Review by Camden Ferrell
Doors is a science fiction film from directors Jeff Desom, Saman Kesh, and Dugan O’Neal. It is a movie that explores mysterious concepts and tackle the question of our existence in the universe. While it’s a very interesting movie in concept, the movie fails to truly develop any of its segments into something meaningful.
Millions of “doors” start to appear all over the Earth. They are mysterious and clearly not of our world. Many who have had contact with the doors disappear, so people must learn about the nature of these doors. The movie is told in various segments. One follows a group of high schoolers who discover a door, another follows a group of volunteers who venture into a door, and one follows a man trying to establish contact with a door.
The segments all have very interesting concepts that benefit from its mystery. However, the movie is just far too short to properly flesh out any of these individual stories. We never really learn the true nature of the doors. This is somewhat intentional, but it fails to invest us into these entities, and it doesn’t say much about our existence and the presence of other sentient life.
The acting is fairly decent throughout. Rory Anne Dahl, Julianne Collins, Aric Floyd, and Kathy Khanh play the high schoolers and even though their chemistry isn’t entirely there, they each give some adequate performances in their segment. However, the best performance comes from Josh Peck. His demeanor is somewhat flawed, but he is able to inject the film with some energy and personality.
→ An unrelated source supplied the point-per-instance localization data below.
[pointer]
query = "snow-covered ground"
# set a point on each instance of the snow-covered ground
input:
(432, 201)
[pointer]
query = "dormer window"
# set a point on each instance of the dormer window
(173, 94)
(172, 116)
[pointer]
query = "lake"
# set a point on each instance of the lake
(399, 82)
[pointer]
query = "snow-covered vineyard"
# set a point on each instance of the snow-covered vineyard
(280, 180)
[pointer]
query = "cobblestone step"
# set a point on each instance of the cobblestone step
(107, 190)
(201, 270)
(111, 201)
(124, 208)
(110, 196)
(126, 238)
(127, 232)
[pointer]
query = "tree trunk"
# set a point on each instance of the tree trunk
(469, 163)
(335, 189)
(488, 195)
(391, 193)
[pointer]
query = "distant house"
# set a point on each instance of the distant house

Out of all the segments, the high school segment, titled Lockdown, is the strongest. Directed by Jeff Desom, this is the most tense and well-executed part of the film. It builds off of the mystery and uncertainty of what’s going on in the world, and it frames it through the eyes of children, locked in a school while all hell is breaking loose. It’s not perfect, but it has some very strong aspects working in its favor.
The film is under 90 minutes, so every segment ends before anything of substance can occur. For example, the Knockers story with Josh Peck could have warranted another thirty minutes, but it ends before it can explore any meaningful themes of the film. Similar things can be said of the rest of the film. It’s a few pushes away from being a great film. It had the premise and the set pieces, but it sold itself short on its own narrative.
It’s a heavily flawed film that feels inconsistent due to the various directors, but there are still some commendable aspects. The cinematography in the Knockers segment and Lamaj segment is fantastic. Starr Whitesides worked on the Knockers segment which utilizes light and space in a very compelling way. Todd Banhazi worked on the Lamaj segment that used a dull palate to frame its subjects and still tell an interesting visual story.
Doors is incredibly imperfect and works better as a group of ideas rather than a feature length film. It suffers from some tonal inconsistencies and an underdeveloped story. It has some redeeming qualities, but not enough to compensate for its squandered potential.
Doors is in select theaters March 19 and on VOD March 23.